La determinación era un nudo apretado en mi estómago, pero por sí sola no encontraba salida. Yo, con mis diecisiete años y mi eterno acompañante —un sombrero que mi madre insistía en que me hacía ver "discreta"— no podía irrumpir en Ashford Manor a interrogar a la servidumbre. Necesitaba un aliado, alguien que fuera invisible para los que vivían arriba, pero un confidente para los que trabajaban abajo.
Mi solución tenía nombre y apellido: Thomas Evans. Nuestro cochero, y el único que conocía mis aventuras infantiles de trepar a los árboles. Lo encontré en las caballerizas, limpiando meticulosamente los arneses.
—Thomas—dije, bajando la voz—. Necesito que hagas de detective. O de espía, más bien.
Él dejó el trapo y sonrió con una esquina de la boca.
—Suena más emocionante que limpiar estiércol,señorita Leah. ¿A quién debo espiar?
—A la servidumbre de Ashford Manor. Quiero saber todo lo que sepan sobre Julian los últimos meses.
Thomas no preguntó por qué. Solo asintió. Su ventaja era que el mundo de los criados era una hermandad; compartían cervezas, penas y, sobre todo, chismes.

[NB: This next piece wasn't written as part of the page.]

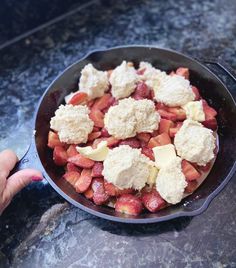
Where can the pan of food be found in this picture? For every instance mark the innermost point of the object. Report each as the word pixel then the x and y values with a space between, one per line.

Dos días después, Thomas me dio el parte en el jardín de invierno, bajo el pretexto de revisar una rueda del carruaje.
—No es fácil, señorita. Los de Ashford están asustados. Pero el ayuda de cámara del joven lord bebió de más y soltó la lengua. Dice que el señor Julian lleva viviendo en su piso de soltero en Mayfair desde que terminó la Universidad. Es normal en él.
—¿Y? —pregunté, impaciente.
—Pero que desde hace unos meses, casi desde que la condesa contrató a la nueva doncella personal, Sofía, empezó a visitar la mansión de sus padres con mucha más frecuencia. No por la doncella, claro —aclaró Thomas rápidamente—, sino que coincidió en el tiempo. El caso es que el ayuda de cámara lo veía más a menudo.
Eso era curioso. Julian valoraba su independencia. ¿Qué lo llevaba de vuelta al nido familiar con tanta asiduidad?
—Sin embargo —continuó Thomas, bajando la voz—, el verdadero cambio, el que hizo que el señor Julian se volviera... bueno, raro, empezó hace apenas tres o cuatro semanas.
Me incliné hacia delante, absorta.
—Comenzaron a llegar notas para él. No tenían remite. Un lacayo anónimo se las entregaba en la calle. El ayuda de cámara las vio: papel común, sin perfume, la escritura apresurada. Cada vez que el señor Julian recibía una, su humor cambiaba. Se ponía tenso, preocupado. Y acto seguido, empezaba a mover ficha.
—¿A mover ficha? —pregunté, sintiendo un escalofrío.
—Sí. Justo después de recibir la primera nota, fue a ver a un prestamista en una callejuela de Whitechapel. Un tipo de mala fama. Salió de allí con el ceño fruncido y sin el anillo de sello de su abuelo.
Un prestamista. Los rumores sobre deudas tomaban un cariz siniestro y tangible.
—Después de otra nota —prosiguió Thomas—, lo llevó, en dos ocasiones distintas, a las carreras de caballos en Epsom.
—Pero si Julian detestaba las carreras —protesté en un susurro—. Decía que era donde la nobleza exhibía su estupidez y su avaricia.
—Así es, señorita. Por eso al criado le chocó. Iba con desgana, como obligado. No apostaba, solo miraba, con una expresión... dura, como si estuviera estudiando el lugar o buscando a alguien.
Cada pieza de información era como un golpe. Alguien estaba presionando a Julian. Las notas eran el gatillo.
—Y lo más raro —concluyó Thomas— eran las visitas a una casita humilde en el número 7 de Elm Street, en Camden. Iba una vez por semana, siempre después de que llegaba una de esas notas. El criado nunca supo quién vivía allí. Julian entraba solo y pasaba dentro una o dos horas. Salía con la misma expresión con la que entraba: preocupada.
Una casita en Camden. ¿Un escondite? ¿El origen de las notas? ¿Un lugar donde guardaba algo... o a alguien?
La imagen del balcón, de su promesa de "tomar las riendas", cobró un nuevo y alarmante significado. No se trataba de un romance secreto, sino de una presión externa. Alguien tenía algo sobre él. Las notas, el prestamista, las carreras que odiaba... era la crónica de un hombre siendo chantajeado.
El hombre del que me enamoré no se había convertido en un extraño; estaba acorralado. Y ahora, más que nunca, tenía que encontrarlo. La búsqueda ya no era solo por amor, sino por justicia. Y todo empezaba con el misterio de unas notas anónimas.